宝塚歌劇団がパワハラ認める 劇団員急死、行為や内容は明らかにせず(2024年2月27日『産経新聞』)

 
宝塚歌劇団の劇団員の女性が急死した問題で、記者会見する遺族側代理人川人博弁護士=27日午後、東京都内

宝塚歌劇団兵庫県宝塚市)の宙組の劇団員の女性(25)が昨年9月に急死した問題で、遺族代理人川人博弁護士らは27日、東京都内で記者会見し、遺族側が主張する上級生らからの15件のパワハラについて、歌劇団側が多くの行為がパワハラに該当すると認めたことを明らかにした。ただ、具体的に認める行為の内容や、合意時の公表方法などについて見解が一致せず、今後も交渉を継続する。

遺族側は、これまでパワハラは確認できなかったとする歌劇団側と昨年から4回にわたって面談交渉を行ってきた。

川人弁護士によると、歌劇団側は3回目の1月24日の面談で、15項目のパワハラ行為のうち、多くの行為がパワハラに該当し、劇団の経営陣の現場の活動への無理解などが事態をひき起こしたと認めたという。

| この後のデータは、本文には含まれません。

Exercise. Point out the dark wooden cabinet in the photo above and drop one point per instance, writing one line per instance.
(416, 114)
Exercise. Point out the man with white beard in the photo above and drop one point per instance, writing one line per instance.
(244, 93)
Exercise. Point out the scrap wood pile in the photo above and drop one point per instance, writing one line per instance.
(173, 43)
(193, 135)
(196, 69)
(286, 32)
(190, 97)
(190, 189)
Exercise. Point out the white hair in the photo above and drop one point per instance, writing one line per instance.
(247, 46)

ただ、歌劇団側は具体的にどの行為を認めるのか明らかにしていない上、遺族側が提示した合意書締結案に対し、謝罪文の内容や合意時の公表方法について否定的な姿勢を示したことから、3月前半に5回目の交渉を行う予定という。

川人弁護士は、歌劇団側について「15の行為のうち、7つの項目についてはほぼ認めていると理解している」とする一方、残りはほぼ否認か完全否認しているとする。歌劇団側が行っている上級生らへの聞き取り調査について、「上級生らの言い分をそのまま受け入れる傾向が強い」と指摘。「言い分に関わらず、事実に即し、厚生労働省のハラスメント定義に基づき、謝罪すべき内容を特定し、合意書に記載すべきだ」と強調した。

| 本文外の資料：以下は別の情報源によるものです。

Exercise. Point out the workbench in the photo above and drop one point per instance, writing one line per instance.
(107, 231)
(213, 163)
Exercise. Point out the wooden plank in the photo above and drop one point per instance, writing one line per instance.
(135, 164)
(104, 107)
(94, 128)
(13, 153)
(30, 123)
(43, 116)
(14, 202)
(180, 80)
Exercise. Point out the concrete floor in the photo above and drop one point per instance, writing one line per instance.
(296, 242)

また、会見では現役の劇団員で亡くなった女性の妹の声明文が読み上げられ、「姉が受けた行為は、パワハラ以外の何ものでもありません。宝塚は治外法権の場所ではありません」と非難し、「現在も遺族に誠意を持って対応しているとは思えません。これ以上無駄に時間を引き伸ばさないでください」と訴えた。